Chinese hackers could be behind a breach of the federal parliamentary computing network which is being investigated by Australia’s top cybersecurity agency.
There is no evidence that any data has been accessed, but the investigation remains ongoing, Speaker Tony Smith and Senate President Scott Ryan said.
MPs and staff have had to change their passwords overnight on security advice.
“We have no evidence that this is an attempt to influence the outcome of parliamentary processes or to disrupt or influence electoral or political processes,” they said in a joint statement on Friday.
It is understood the Australian Signals Directorate is assisting and investigating, alongside the Department of Parliamentary Services.
Australian Cyber Security Centre head Alastair MacGibbon declined to speculate on whether it was a foreign source, but admitted the breach was sophisticated.
“We of course along with our allied agencies would be very keen to understand who it is that got into the system and why,” he said.
Mr MacGibbon said there was no evidence to date that anything was taken.
“My primary concern is making sure we get that offender out and we keep the offender out,” he said.
In March 2011, it was reported China was suspected of accessing the email system used by federal MPs, advisers, electorate staff and parliamentary employees.
Security industry sources told AAP it was possible China could be the source of the latest breach.

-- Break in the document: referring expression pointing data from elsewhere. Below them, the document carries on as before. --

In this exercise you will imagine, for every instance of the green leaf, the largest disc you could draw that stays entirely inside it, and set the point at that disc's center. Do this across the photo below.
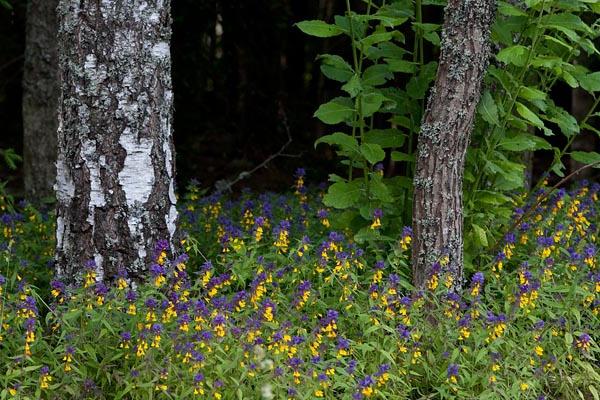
(569, 79)
(337, 110)
(353, 87)
(516, 55)
(505, 8)
(590, 82)
(480, 235)
(376, 75)
(529, 115)
(565, 20)
(488, 109)
(372, 152)
(586, 157)
(385, 137)
(380, 191)
(524, 142)
(342, 194)
(370, 103)
(335, 67)
(531, 94)
(375, 38)
(565, 121)
(319, 28)
(404, 66)
(344, 141)
(399, 156)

The Australian Strategic Policy Institute’s Fergus Hanson said it appears a “nation state” is behind the incident.
“There would be lots of juicy correspondence between staffers about who is doing what and dirt files on different politicians,” Mr Hanson said.
“There may be whole email stashes that could damage one party or another party.”
Australia’s key intelligence agency ASIO has previously warned it expects a rise in the “sophistication and complexity” of cyber attacks by countries pursuing cyber espionage programs.
Prime Minister Scott Morrison, who held a cabinet national security meeting in Sydney on Friday, has been briefed on the matter. However, he could not comment on the source of the attack.
“I should stress that there is no suggestion that government departments or agencies have been the target of any such incursion,” Mr Morrison told reporters.
“I don’t propose to go into any sort of detailed commentary on the source or nature of this.”
Opposition Leader Bill Shorten says the breach – which he was confident was being handled properly – is a “wake up call”.
“Parliament at least has resources to protect if people try and hack into our systems,” he told reporters in Sydney.
“We give a lot of our data to the big international and multinational technology companies and online platforms. It’s very important that we do more to protect our data.”
The government’s information security manual was updated this month with guidance on how to harden security on Microsoft Office, web browsers and PDF viewers which could be targeted by hackers.
The cyber breach comes after an attempt to hack into the emails and phone contact lists of British MPs earlier this week.